Sequentially, July revenue jumped eight per cent driven by an 8.6 per cent increase in land-based gaming from June, with sports betting and igaming also up 7.9 per cent and 1.2 per cent, respectively.
“While national gaming revenue growth has slowed significantly since the late spring due to more difficult annual comparisons, higher gas prices and increasing interest rates have not resulted in a steep drop-off in gaming revenue,” the AGA report noted.
“The gaming industry has repeatedly weathered high gas prices over the past two decades and although higher interest rates and inflation are impacting operator costs, it does not yet appear to be driving dramatic changes to gaming consumer behaviour.”
Through July, land-based and online sportsbooks from 25 states reached $359.6m in revenue, up 34.5 percent year-on-year when the activity was present in five less regions.
Through the first seven months of 2022, this figure stands at $3.45bn, which is 62.7 per cent ahead of the same period last year. Year-to-date handle is $50.70bn, up 88.3 per cent YoY.
However, igaming was the dominant online performer through the month, with revenue across Connecticut, Delaware, Michigan, New Jersey, Pennsylvania and West Virginia coming in at $392.4m.
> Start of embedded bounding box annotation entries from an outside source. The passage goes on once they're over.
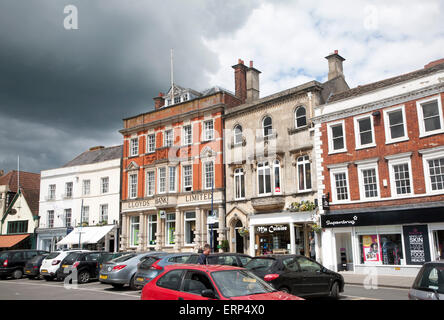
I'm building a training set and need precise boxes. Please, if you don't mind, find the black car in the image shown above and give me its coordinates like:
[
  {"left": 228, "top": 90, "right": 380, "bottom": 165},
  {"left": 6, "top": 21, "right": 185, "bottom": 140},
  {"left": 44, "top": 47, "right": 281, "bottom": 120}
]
[
  {"left": 23, "top": 253, "right": 48, "bottom": 279},
  {"left": 207, "top": 252, "right": 252, "bottom": 268},
  {"left": 57, "top": 251, "right": 119, "bottom": 283},
  {"left": 0, "top": 249, "right": 48, "bottom": 279},
  {"left": 246, "top": 254, "right": 344, "bottom": 299}
]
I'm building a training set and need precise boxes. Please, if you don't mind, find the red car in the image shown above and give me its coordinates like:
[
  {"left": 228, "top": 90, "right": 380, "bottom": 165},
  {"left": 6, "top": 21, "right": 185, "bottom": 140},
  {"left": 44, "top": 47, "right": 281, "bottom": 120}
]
[{"left": 140, "top": 264, "right": 304, "bottom": 300}]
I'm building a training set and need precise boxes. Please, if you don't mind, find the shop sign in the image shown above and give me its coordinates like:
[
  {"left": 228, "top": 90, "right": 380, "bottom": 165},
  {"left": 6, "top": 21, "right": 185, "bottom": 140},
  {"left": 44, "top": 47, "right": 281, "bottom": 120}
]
[
  {"left": 185, "top": 192, "right": 212, "bottom": 202},
  {"left": 256, "top": 225, "right": 288, "bottom": 233},
  {"left": 402, "top": 224, "right": 430, "bottom": 265}
]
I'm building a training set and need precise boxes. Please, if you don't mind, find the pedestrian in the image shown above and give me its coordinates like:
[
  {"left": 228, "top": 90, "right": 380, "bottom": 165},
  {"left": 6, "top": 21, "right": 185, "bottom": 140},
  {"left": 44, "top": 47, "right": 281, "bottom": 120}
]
[{"left": 197, "top": 243, "right": 211, "bottom": 264}]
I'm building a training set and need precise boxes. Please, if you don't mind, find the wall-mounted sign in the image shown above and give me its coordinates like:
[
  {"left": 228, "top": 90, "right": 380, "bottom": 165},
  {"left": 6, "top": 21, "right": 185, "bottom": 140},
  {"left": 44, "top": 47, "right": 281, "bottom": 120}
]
[
  {"left": 256, "top": 224, "right": 288, "bottom": 233},
  {"left": 402, "top": 224, "right": 430, "bottom": 265}
]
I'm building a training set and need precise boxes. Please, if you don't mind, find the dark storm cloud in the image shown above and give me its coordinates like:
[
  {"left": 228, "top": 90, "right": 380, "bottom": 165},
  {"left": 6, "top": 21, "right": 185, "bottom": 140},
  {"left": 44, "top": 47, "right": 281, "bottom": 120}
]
[{"left": 0, "top": 0, "right": 258, "bottom": 172}]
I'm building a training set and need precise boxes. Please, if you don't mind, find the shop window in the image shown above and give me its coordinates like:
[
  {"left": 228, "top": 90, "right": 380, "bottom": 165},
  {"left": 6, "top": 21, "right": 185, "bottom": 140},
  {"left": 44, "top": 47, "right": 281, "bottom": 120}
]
[
  {"left": 165, "top": 213, "right": 176, "bottom": 246},
  {"left": 184, "top": 212, "right": 196, "bottom": 244},
  {"left": 148, "top": 214, "right": 157, "bottom": 246},
  {"left": 359, "top": 234, "right": 403, "bottom": 265}
]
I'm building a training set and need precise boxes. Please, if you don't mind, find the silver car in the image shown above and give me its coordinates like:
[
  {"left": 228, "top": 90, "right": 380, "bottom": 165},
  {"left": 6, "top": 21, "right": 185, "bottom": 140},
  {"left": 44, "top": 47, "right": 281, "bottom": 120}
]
[
  {"left": 409, "top": 261, "right": 444, "bottom": 300},
  {"left": 99, "top": 251, "right": 163, "bottom": 290}
]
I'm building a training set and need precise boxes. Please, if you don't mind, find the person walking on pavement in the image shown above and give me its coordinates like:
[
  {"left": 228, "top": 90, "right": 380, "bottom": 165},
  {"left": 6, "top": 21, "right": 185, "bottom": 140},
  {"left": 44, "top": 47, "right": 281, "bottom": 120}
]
[{"left": 197, "top": 243, "right": 211, "bottom": 264}]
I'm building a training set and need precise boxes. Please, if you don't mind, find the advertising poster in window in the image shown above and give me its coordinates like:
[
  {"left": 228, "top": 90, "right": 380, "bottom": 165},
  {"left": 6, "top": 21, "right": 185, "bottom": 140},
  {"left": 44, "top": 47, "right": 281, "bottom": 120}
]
[
  {"left": 362, "top": 234, "right": 381, "bottom": 263},
  {"left": 402, "top": 224, "right": 430, "bottom": 265}
]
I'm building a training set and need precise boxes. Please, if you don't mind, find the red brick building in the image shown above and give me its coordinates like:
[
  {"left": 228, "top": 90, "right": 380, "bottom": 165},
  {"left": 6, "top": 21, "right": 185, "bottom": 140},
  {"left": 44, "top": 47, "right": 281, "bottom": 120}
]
[
  {"left": 120, "top": 60, "right": 253, "bottom": 252},
  {"left": 314, "top": 60, "right": 444, "bottom": 275}
]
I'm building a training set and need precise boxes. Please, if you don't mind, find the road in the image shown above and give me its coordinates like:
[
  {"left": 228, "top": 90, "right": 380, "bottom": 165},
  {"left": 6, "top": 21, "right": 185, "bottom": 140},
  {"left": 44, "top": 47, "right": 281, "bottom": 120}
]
[{"left": 0, "top": 279, "right": 408, "bottom": 300}]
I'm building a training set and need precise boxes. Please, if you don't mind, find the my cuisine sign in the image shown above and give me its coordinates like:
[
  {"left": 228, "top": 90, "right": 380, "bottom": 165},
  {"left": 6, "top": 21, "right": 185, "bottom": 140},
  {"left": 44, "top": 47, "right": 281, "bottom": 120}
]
[{"left": 256, "top": 225, "right": 288, "bottom": 233}]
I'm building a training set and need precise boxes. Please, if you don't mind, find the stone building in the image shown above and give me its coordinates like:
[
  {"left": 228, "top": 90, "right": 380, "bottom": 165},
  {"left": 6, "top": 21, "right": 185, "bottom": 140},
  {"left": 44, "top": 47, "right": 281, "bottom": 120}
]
[{"left": 224, "top": 51, "right": 348, "bottom": 257}]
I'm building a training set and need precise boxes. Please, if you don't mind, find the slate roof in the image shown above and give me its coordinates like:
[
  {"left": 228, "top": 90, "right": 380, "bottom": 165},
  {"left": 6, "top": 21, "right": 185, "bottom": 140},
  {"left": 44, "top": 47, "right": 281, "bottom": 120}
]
[
  {"left": 62, "top": 145, "right": 123, "bottom": 168},
  {"left": 327, "top": 60, "right": 444, "bottom": 103}
]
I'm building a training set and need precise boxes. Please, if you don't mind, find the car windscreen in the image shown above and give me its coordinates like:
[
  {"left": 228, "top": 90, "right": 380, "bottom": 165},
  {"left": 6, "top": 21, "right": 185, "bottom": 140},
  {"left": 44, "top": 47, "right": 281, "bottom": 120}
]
[
  {"left": 211, "top": 270, "right": 276, "bottom": 298},
  {"left": 245, "top": 258, "right": 276, "bottom": 271},
  {"left": 110, "top": 253, "right": 137, "bottom": 263},
  {"left": 45, "top": 252, "right": 60, "bottom": 260},
  {"left": 413, "top": 265, "right": 444, "bottom": 294}
]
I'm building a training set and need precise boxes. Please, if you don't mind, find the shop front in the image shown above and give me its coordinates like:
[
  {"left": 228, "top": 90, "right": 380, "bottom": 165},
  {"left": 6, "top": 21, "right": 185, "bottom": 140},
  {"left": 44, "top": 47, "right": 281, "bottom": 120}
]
[
  {"left": 120, "top": 191, "right": 226, "bottom": 252},
  {"left": 321, "top": 207, "right": 444, "bottom": 276},
  {"left": 249, "top": 211, "right": 317, "bottom": 259}
]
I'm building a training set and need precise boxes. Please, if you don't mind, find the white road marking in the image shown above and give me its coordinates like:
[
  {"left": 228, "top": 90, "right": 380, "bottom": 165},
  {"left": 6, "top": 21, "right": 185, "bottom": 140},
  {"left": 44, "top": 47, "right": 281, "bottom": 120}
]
[{"left": 0, "top": 281, "right": 139, "bottom": 297}]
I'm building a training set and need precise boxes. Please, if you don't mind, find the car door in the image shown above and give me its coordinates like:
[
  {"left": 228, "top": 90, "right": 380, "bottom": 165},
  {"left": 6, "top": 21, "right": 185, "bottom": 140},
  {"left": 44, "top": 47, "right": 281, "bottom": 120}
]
[
  {"left": 179, "top": 270, "right": 217, "bottom": 300},
  {"left": 151, "top": 269, "right": 184, "bottom": 300},
  {"left": 296, "top": 256, "right": 332, "bottom": 295}
]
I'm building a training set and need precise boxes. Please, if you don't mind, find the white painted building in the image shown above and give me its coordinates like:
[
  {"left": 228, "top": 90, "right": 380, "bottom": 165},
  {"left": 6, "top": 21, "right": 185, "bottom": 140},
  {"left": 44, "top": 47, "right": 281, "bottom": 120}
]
[{"left": 36, "top": 146, "right": 122, "bottom": 251}]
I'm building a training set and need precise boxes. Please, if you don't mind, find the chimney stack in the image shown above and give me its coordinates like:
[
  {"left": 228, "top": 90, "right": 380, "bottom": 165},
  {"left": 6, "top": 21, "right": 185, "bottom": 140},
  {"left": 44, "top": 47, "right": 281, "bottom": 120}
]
[
  {"left": 246, "top": 61, "right": 261, "bottom": 102},
  {"left": 325, "top": 50, "right": 345, "bottom": 80},
  {"left": 232, "top": 59, "right": 248, "bottom": 103},
  {"left": 153, "top": 92, "right": 165, "bottom": 110}
]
This represents a 28.2 per cent uptick YoY when online casino gaming was operational in five states, excluding online poker in Nevada. YTD revenue stands at $2.81bn, up 41.1 per cent on the same period one year earlier.
When combined, revenue from igaming and sports betting accounted for 14.9 per cent of combined commercial gaming revenue in July, down from 15.4 per cent in June and 19.7 per cent in May.
Elsewhere, land-based slots and table games brought revenue of $4.31bn, which represents the third highest grossing month for traditional gaming revenue despite a 0.9 per cent YoY drop.
Slot revenue generated $3.03bn, down 1.4 per cent, while table games set a monthly record for the vertical in rising 3.5 per cent to $966.7m.
Land-based gaming was also helped by the launch of commercial gaming in Virginia, where Hard Rock Bristol, which brought revenue of $15.1m in its maiden month, became the 26th market across the country.
At the end of July, YTD revenue from both retail activities stood at $27.97bn, which was 9.5 per cent ahead of the same period one year earlier. 21 of 25 states saw annual revenue growth from traditional gaming through the first seven months of 2022.